Most successful scientists are optimists. They have to be, since the vast majority of experiments fail. In graduate school, I remember sitting in the lab at Rockefeller University in New York at 3 a.m., surrounded by stacks of culture dishes for growing cancer cells, none quite showing me what I hoped to find. But glimmers of interesting changes in the cells promised future success and made me feel the experiments wanted to work. That optimism drove me to keep trying. One day, they did work and I uncovered a new insight about a process in those cancer cells that no one had described before.
In 2026, there seem to be plenty of good reasons to be optimistic about science: Breakthroughs are everywhere.
At a recent dinner, the woman next to me glowed with so much energy that I was surprised to learn that she had been diagnosed five years ago with metastatic breast cancer.

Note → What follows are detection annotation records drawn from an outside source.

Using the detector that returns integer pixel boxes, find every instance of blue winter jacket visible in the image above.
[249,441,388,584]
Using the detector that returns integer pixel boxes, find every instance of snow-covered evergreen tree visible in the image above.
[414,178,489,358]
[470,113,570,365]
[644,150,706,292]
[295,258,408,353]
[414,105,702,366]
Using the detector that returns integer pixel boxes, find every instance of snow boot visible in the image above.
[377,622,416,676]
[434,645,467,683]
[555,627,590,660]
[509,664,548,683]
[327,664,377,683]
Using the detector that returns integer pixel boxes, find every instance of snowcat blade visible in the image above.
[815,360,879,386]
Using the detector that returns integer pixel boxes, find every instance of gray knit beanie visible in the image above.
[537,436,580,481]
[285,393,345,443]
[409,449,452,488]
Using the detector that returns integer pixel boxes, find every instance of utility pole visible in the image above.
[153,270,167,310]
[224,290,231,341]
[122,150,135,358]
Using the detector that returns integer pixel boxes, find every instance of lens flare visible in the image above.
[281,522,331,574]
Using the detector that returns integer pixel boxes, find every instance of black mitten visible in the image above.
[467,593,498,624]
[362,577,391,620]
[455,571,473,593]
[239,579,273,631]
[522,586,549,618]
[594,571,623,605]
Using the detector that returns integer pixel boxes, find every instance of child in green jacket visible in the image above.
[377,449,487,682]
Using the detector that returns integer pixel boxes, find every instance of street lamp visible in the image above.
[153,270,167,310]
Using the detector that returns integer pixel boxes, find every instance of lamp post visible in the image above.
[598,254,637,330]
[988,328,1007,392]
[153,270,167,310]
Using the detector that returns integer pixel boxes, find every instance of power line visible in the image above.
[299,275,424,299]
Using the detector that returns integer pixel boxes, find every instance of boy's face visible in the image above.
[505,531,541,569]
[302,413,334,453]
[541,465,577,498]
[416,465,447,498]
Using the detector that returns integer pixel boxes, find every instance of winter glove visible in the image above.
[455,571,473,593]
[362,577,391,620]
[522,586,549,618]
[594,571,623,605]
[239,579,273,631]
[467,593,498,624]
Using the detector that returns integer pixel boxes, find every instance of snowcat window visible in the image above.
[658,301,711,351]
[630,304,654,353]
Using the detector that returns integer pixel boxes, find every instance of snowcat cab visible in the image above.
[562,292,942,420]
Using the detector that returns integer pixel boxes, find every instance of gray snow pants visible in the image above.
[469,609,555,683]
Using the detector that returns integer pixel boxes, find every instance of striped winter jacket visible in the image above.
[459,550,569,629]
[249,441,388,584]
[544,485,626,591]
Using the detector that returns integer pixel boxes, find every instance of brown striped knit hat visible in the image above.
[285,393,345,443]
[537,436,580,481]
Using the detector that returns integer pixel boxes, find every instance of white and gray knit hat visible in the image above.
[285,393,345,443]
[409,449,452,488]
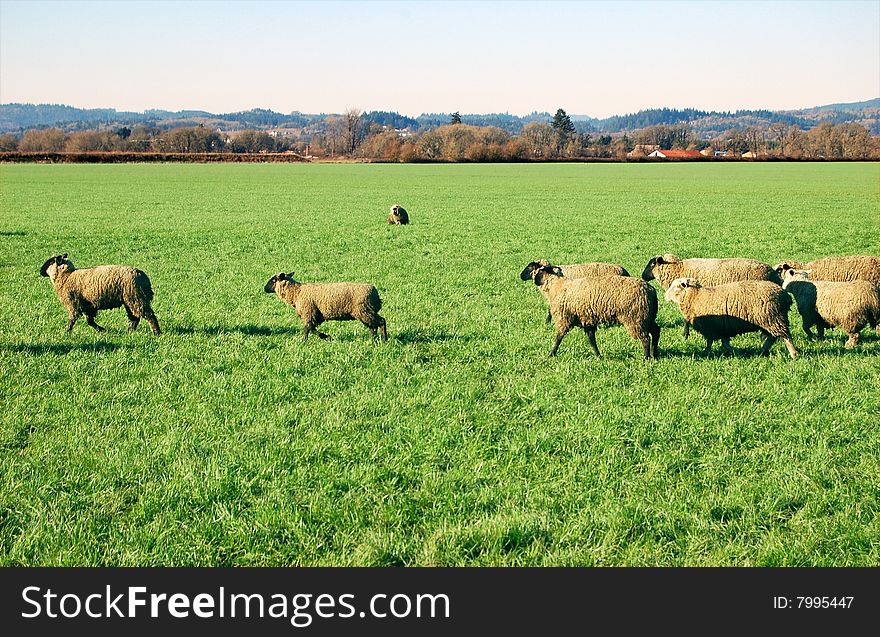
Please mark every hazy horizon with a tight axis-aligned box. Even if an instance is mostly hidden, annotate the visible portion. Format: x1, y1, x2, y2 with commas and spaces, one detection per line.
0, 0, 880, 118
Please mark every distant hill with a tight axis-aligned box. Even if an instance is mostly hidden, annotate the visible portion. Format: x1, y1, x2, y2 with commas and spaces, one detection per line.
0, 98, 880, 139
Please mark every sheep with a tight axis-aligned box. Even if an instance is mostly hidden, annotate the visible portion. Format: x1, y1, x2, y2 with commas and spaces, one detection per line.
782, 268, 880, 348
263, 272, 388, 342
773, 256, 880, 283
40, 253, 160, 336
664, 277, 798, 359
388, 204, 409, 226
519, 259, 629, 281
519, 259, 629, 323
533, 266, 660, 360
642, 254, 782, 338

How had she done so well? She said she moved from one clinical trial to the next, following each new advance in the science — from therapies targeted against her general cancer type, to ones tailored to the genetic mutation that triggered her tumor, to therapies that unleashed her own immune system to fight the cancer. A death sentence turned into a manageable condition — thanks to the continuous investment in scientific discovery.
Or take the case of baby KJ Muldoon. A genetic mutation produced a defect in KJ’s metabolism, leading to a toxic buildup of ammonia. The technology called CRISPR made it possible to snip out the bad genetic information, replace it with a segment of the normal gene and save KJ’s life: the first person to be treated with this remarkable new therapy.
And now, patients with pancreatic cancer, among the swiftest and most lethal of all cancers, at last have real hope for extending their lives, thanks to novel drugs that target the cancer cells in ways long thought to be impossible.
These miraculous treatments came from decades of discovery science: what I call “curiosity on a mission.”
Immunotherapies are possible today only because thousands of scientists, for more than 40 years, followed their curiosity to probe the immune system’s deep processes. CRISPR therapies came from scientists determined to understand how bacteria defend themselves from viruses — not from a directed effort to save babies with grave mutations. The promising new treatment for cancer of the pancreas exploits insights into underlying cancer mechanisms initially uncovered 45 years ago at MIT.
And far beyond the life sciences — in chemistry, physics, astronomy, AI, quantum computing and more — equally remarkable new discoveries, innovations, and tools are paving the way for decisive leaps.
Then why are so many optimistic scientists now losing heart? Because the nation’s research enterprise is shrinking. Scientific funding is drying up. And the funds Congress recently allocated for science are not actually flowing — an unexplained trend lost in the noise of other news.
At public and private universities across the country, high-impact science is being damaged and derailed. Speaking for my own institution, compared to this time last year, MIT has experienced a decline in campus research activity funded by federal awards of more than 20%.
There’s also damage to the pipeline of talent. Uncertain federal funding means that next year, MIT may have about 500 fewer graduate students helping us to push the scientific frontier and preparing to contribute to society as scientists, inventors, designers, and entrepreneurs.
MIT is one of the most influential and productive research communities in the world — truly a national asset. This erosion of our strength is a loss for the nation.
The return-on-investment for research and development is remarkable. Shrinking the pipeline of basic discovery research means choking off the flow of future solutions, innovations, and cures — and shrinking the supply of future scientists. Should we as a nation shrug and just let that happen, when China has now passed the United States as the largest global funding source of research and development for the very first time?
Some argue that industry can pick up the slack. Since our founding, MIT has worked enthusiastically with industry on applied technical research. But today’s breakthrough advances grew from years of curiosity-driven forays, pushing through a maze of possibilities until the right door swung open. Whose shareholders would back decades of that kind of open-ended exploration without the certainty of commercial returns for the company in question? Philanthropy is equally unable to replace steady federal funding at scale.
So let me say it as clearly as I can: Without basic scientific research, supported by the kind of farsighted public investment that allows large-scale, undirected, curiosity-driven inquiry, the scientific pipeline will run dry.
In daily life, people may not feel the effects right away, or even in 10 years. But we will feel it. And when someone we love needs therapies that could have emerged but didn’t or when other countries now investing in science can launch new science-based industries or run their societies on vast resources of fusion energy or reap the benefits of quantum computing power or advanced medical breakthroughs, America will wish it sustained its leadership in scientific research here and now.
Sally Kornbluth is the president of MIT.